Ans.No scope for amalgamating more than 2 companies in 1 scheme.
Q 9. Whether Listed Companies can also opt for the Fast Track Merger?
Ans. Yes, Listed Companies that fulfils the criteria as mentioned in section 233(1) can also opt for Fast track mode.
Q 10. Can Class of Companies eligible to opt for Fast track merger, adopt traditional merger route for approval of merger?
Ans.Yes class of companies eligible to opt for Fast track merger may at its own discretion opt for traditional merger route as per provisions of section 233(14) of the Act and Rule 25(8) of Companies Rule.
Q 11. Can the appointed date of the scheme be changed after filing of CAA 11?
Ans. It may be changed through an affidavit from the directors of the Company, if allowed by the RD.
Q 12. Can Regional Director suggest changes in the scheme of merger?
Ans. RD cannot suggest changes in the scheme, this can be done by ROC and OL alone.
The wording used in the rules say “Confirmation Order”
If the shareholders, creditors, ROC, OL do not have any objection to the scheme, then the RD has to simply “Confirm” the scheme.
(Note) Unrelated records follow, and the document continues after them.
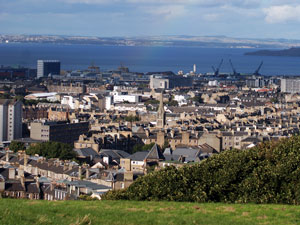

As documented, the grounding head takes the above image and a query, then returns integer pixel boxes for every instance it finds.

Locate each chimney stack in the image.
[85,166,90,180]
[5,150,9,162]
[78,166,82,180]
[8,168,16,180]
[24,153,28,166]
[18,165,24,178]
[20,177,25,189]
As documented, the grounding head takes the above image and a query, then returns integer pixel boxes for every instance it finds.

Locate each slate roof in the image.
[73,148,99,158]
[146,144,165,160]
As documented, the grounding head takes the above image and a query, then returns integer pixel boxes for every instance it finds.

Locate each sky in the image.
[0,0,300,39]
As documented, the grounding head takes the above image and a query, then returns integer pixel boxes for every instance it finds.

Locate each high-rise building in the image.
[0,99,22,142]
[37,60,60,78]
[193,64,197,73]
[280,79,300,94]
[156,93,166,128]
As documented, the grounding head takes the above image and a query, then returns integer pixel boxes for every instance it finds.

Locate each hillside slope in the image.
[245,48,300,57]
[105,136,300,204]
[0,199,300,225]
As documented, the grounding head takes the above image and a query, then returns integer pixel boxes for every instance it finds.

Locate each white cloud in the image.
[263,5,300,23]
[143,5,187,20]
[60,0,261,7]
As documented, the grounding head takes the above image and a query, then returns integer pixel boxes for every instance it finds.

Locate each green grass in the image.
[0,199,300,225]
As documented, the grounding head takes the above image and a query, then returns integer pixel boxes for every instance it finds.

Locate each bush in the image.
[104,136,300,204]
[26,141,76,160]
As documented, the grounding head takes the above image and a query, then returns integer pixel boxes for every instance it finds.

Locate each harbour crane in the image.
[212,59,223,76]
[253,61,264,76]
[229,59,240,76]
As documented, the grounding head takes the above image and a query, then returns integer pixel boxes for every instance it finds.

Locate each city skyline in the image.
[0,0,300,39]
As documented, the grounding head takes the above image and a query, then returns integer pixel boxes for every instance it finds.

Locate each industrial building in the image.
[37,60,60,78]
[30,121,89,144]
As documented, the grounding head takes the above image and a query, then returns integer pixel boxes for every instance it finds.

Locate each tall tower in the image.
[37,60,60,78]
[156,93,165,128]
[0,99,22,142]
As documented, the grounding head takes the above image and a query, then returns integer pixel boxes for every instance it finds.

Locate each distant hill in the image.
[245,48,300,57]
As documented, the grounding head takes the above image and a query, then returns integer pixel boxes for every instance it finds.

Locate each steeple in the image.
[156,93,165,128]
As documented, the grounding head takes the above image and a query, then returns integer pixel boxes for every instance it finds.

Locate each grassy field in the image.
[0,199,300,225]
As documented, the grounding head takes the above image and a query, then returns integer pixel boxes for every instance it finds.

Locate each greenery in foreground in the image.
[0,199,300,225]
[26,141,76,160]
[104,136,300,204]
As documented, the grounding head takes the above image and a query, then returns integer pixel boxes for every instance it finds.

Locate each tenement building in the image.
[0,99,22,142]
[30,121,89,144]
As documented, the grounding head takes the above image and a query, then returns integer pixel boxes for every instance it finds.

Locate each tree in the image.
[9,141,25,152]
[131,142,155,154]
[167,100,178,106]
[26,141,76,160]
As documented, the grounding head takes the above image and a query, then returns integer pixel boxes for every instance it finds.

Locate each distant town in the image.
[0,59,300,200]
[0,34,300,49]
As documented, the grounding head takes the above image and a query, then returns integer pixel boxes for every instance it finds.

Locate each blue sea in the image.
[0,43,300,75]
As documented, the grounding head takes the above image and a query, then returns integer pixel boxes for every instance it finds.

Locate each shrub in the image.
[104,136,300,204]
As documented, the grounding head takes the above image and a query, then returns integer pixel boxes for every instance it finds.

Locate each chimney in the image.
[8,168,16,180]
[64,163,69,171]
[35,176,40,189]
[50,183,54,191]
[171,129,175,138]
[18,166,24,178]
[181,131,190,145]
[78,166,82,180]
[145,129,150,137]
[20,177,25,189]
[85,166,90,180]
[24,153,28,167]
[5,150,9,162]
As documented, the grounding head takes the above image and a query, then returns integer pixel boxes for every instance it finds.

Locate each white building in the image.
[25,92,59,102]
[150,75,170,89]
[110,91,140,103]
[174,95,190,106]
[37,60,60,78]
[0,99,22,142]
[280,79,300,94]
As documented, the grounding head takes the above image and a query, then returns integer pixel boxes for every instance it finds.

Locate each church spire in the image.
[156,93,165,128]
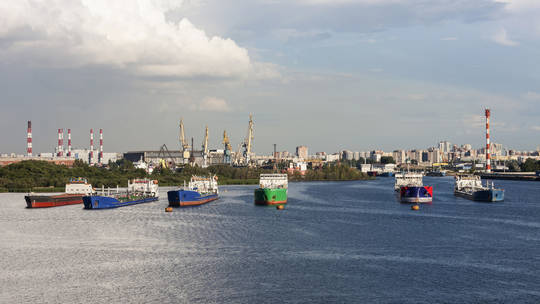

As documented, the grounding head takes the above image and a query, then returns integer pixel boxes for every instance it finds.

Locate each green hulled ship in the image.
[255,174,288,205]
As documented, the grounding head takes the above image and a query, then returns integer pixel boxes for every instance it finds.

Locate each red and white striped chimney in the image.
[26,120,32,157]
[56,129,64,157]
[486,109,491,173]
[88,129,94,164]
[99,129,103,164]
[67,129,71,157]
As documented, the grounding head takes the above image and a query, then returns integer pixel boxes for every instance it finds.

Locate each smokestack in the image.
[486,109,491,173]
[88,129,94,164]
[67,129,71,157]
[26,120,32,157]
[99,129,103,164]
[56,129,64,157]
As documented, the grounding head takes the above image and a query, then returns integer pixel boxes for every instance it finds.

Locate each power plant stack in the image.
[486,109,491,173]
[56,129,64,157]
[88,129,94,164]
[26,120,32,157]
[98,129,103,164]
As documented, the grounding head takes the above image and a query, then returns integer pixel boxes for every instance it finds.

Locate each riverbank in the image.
[0,160,372,193]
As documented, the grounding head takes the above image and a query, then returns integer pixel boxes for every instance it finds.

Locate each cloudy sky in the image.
[0,0,540,153]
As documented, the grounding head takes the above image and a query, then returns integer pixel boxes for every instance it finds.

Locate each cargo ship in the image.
[24,177,94,208]
[83,178,159,209]
[394,172,433,203]
[255,174,288,206]
[454,175,504,202]
[167,175,219,207]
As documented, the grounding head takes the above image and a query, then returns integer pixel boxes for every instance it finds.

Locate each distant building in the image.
[341,150,354,160]
[296,146,308,159]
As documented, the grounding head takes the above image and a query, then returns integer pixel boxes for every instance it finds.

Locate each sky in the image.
[0,0,540,154]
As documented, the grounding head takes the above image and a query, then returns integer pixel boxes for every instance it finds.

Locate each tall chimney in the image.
[67,129,71,157]
[56,129,64,157]
[99,129,103,164]
[88,129,94,164]
[26,120,32,157]
[486,109,491,173]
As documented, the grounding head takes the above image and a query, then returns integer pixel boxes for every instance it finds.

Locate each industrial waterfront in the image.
[0,177,540,303]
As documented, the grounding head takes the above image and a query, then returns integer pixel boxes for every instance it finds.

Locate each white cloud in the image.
[491,29,519,46]
[190,97,231,112]
[495,0,540,11]
[521,92,540,101]
[0,0,252,77]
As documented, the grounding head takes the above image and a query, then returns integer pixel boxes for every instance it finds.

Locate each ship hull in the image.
[167,190,219,207]
[399,186,433,204]
[454,189,504,203]
[83,195,158,209]
[24,194,84,208]
[255,188,287,206]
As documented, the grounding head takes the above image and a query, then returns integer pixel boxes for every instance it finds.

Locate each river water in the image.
[0,177,540,303]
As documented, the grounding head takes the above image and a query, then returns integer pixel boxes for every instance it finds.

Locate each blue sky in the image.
[0,0,540,153]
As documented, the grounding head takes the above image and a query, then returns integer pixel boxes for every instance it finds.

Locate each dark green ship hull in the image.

Q 13. How the documents and Forms to be provided to the Official Liquidator?
Ans.Documents and Forms to be provided to Official Liquidator to through hand delivery or by post.
Q 14. Is there any scope for Demerger?
Ans.Section 233 of the Companies Act, 2013 uses the words notwithstanding anything contained in Section 230 and 232 of Companies Act, 2013.
Section 233 (12) gives a reference of the section being applicable to in respect of a scheme of compromise and arrangement or division or transfer of a company.
Q 15. Is Stamp Duty applicable on Fast Track Merger?
Ans.Stamp Duty is a state subject and its applicability is determined on two grounds
(a) State where Registered office of the company is situated
(b) Status of properties being transferred under the scheme.
Further it is only where property is involved and when Transferee intends to transfer the same in its name comes the question of registration and therefore, payment of duty rises at that stage. In Case where a property may not be situated in the state of passing of order on merger, the stamp schedule of relevant State has to be seen if duty is applicable on immovable property registration in that state where property is located.